About
Explores the history of citizenship in the United States. Discusses discrimination, criteria for inclusion/exclusion over time, and changing qualifications to become a citizen. Who counts as an American? How do we decide as a society? What does it mean to be an American citizen? What rights, privilege, and responsibilities are part of that definition? In the founding generation, citizenship was limited to property-owning white men, and since that time, struggles to expand American citizenship have been at the core of the American story. The course will cover relevant state and federal Constitutional amendments, Supreme Court decisions, and collective action by excluded groups. Generally offered in the fall of national election years, so the always-churning debate about the meaning of American citizenship takes on renewed currency… right under our watchful gaze.
Why this course?
This course grows out of new historical scholarship about the struggle to expand American citizenship, and the importance of two ongoing historical trends: a growth in ethnic and racial diversity in the United States, and a decline in political participation as measured by voting statistics. Both students who are citizens and those who currently are not will benefit from learning about the complex history of the categories of American citizenship, and the legacy of discrimination and exclusion experienced by many people in the American past. The course’s goal is to appreciate the meaning of American citizenship in the history of our nation and in students’ own lives.
Archived Syllabi:
Fall 2016 (PDF Full Color / Online Flipbook)

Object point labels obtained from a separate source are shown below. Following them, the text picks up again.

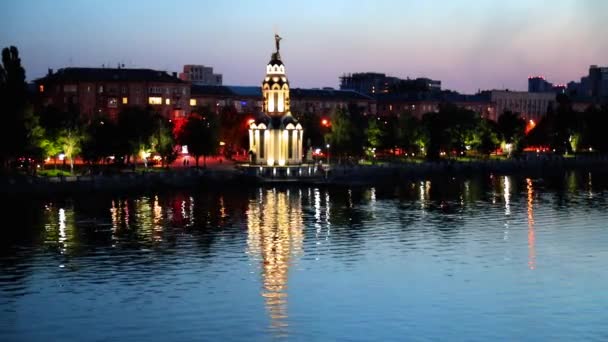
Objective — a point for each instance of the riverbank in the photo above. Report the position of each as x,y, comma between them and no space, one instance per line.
386,173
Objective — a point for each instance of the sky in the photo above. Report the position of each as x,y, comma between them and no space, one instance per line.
467,44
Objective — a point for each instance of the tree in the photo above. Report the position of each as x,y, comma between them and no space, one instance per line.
136,127
164,144
409,133
100,140
486,137
341,137
201,135
233,128
452,128
70,141
375,135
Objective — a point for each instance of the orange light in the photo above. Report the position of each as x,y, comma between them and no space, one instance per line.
530,126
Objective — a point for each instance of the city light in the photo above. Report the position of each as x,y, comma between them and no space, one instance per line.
530,126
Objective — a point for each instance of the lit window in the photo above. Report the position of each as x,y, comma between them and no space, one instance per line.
155,100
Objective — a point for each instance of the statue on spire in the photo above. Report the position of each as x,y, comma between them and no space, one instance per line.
277,40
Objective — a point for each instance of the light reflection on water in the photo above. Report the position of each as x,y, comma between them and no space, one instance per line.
477,259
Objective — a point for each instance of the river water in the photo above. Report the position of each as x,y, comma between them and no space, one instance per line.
490,258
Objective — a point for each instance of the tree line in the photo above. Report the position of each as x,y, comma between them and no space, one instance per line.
454,131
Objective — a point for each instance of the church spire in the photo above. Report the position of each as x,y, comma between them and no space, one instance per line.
277,41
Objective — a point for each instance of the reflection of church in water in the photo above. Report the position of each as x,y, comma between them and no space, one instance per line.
275,139
275,236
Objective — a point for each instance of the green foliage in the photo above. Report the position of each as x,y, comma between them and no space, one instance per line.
410,135
201,135
374,133
341,136
19,132
100,140
232,128
164,143
486,137
451,128
135,128
70,141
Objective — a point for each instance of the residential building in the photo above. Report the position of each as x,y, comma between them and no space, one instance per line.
200,75
372,83
531,106
106,91
538,84
248,99
591,88
420,103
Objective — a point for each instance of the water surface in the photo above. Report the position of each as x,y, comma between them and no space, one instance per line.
493,258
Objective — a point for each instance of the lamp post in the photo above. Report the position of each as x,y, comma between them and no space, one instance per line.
327,168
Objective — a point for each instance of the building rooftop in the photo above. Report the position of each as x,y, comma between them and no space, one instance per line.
109,75
256,91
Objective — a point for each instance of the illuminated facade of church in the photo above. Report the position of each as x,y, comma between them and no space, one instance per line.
275,139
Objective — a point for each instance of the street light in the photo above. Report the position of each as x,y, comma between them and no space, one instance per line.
327,168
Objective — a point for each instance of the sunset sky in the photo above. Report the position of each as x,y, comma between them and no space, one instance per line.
467,44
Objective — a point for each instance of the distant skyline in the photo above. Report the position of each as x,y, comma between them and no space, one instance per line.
467,44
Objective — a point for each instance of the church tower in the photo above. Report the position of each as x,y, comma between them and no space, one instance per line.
276,138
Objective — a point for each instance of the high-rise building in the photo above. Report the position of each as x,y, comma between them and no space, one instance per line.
538,84
200,75
373,83
598,82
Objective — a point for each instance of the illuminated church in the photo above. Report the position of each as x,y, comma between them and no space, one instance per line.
275,139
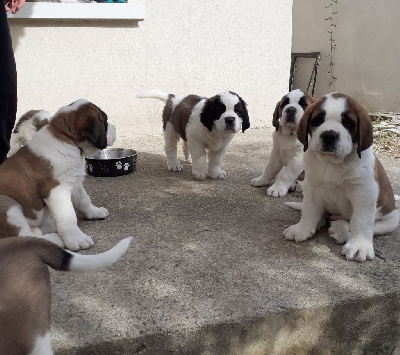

Fall 2014 (PDF Full Color / Online Flipbook)
Fall 2012 (PDF Full Color / Online Flipbook)
Spring 2012 (PDF Plain Text / Online Flipbook)
Student Learning Outcomes
By the end of this course, you should be able to:
- Develop a theoretical and interpretive framework for the concept of citizenship and how it has changed over time in the US
- Analyze and compare key episodes in US history in light of dynamic or competing definitions of American citizenship
- Explain the development of the US & MA constitutions in context of historical political processes, including: convention, drafting, ratification, amendment, judicial rulings, challenge, protest, and reinterpretation
- Trace the expansion of the boundaries of American citizenship by constructing a well-researched historical narrative
- Craft a historically informed personal understanding of one’s own citizenship
If you are a History major or minor, this course is designed to help you strengthen these six core skills of historical thinking: (especially #2, #4, #5, and #6)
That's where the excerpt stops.